In London, Ont., and surrounding areas for example, Indigenous people protected enslaved Black people who were running for their lives in the early- and mid-1800s.
“I hope they will ask themselves, ‘How did I not know this before?’”
Neeganagwedgin is also a professor of critical policy, equity and leadership studies in Western’s Faculty of Education.
“Having the opportunity to talk about these things is important. There’s not a lot out there because people who are Indigenous and Black have been on the margins, coming from two groups that have been systematically targeted and oppressed.”
The bundles, she said, have big themes of identity, relationship, erasure, resistance and solidarity.
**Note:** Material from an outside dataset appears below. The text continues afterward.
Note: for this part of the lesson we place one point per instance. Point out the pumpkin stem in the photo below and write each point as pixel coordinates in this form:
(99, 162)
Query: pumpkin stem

“Indigenous curriculum is wholistic. It’s multi-faceted and it’s sacred. All these voices have come together to build these bundles, and their spirit is in it,” Neeganagwedgin said.
The new Indigenous curriculum is part of Western’s continuing work to decolonize and embed Indigenous learning into education and practices. At the core of this initiative is the planned, brand new Indigenous Learning Space, set to open on September 30, the National Day for Truth and Reconciliation.
On June 20, 2023, Western will host Universities Canada’s Building and Reconciliation Forum, which brings together university leaders and Indigenous communities to discuss and share ideas and practices to advance the work of truth and reconciliation.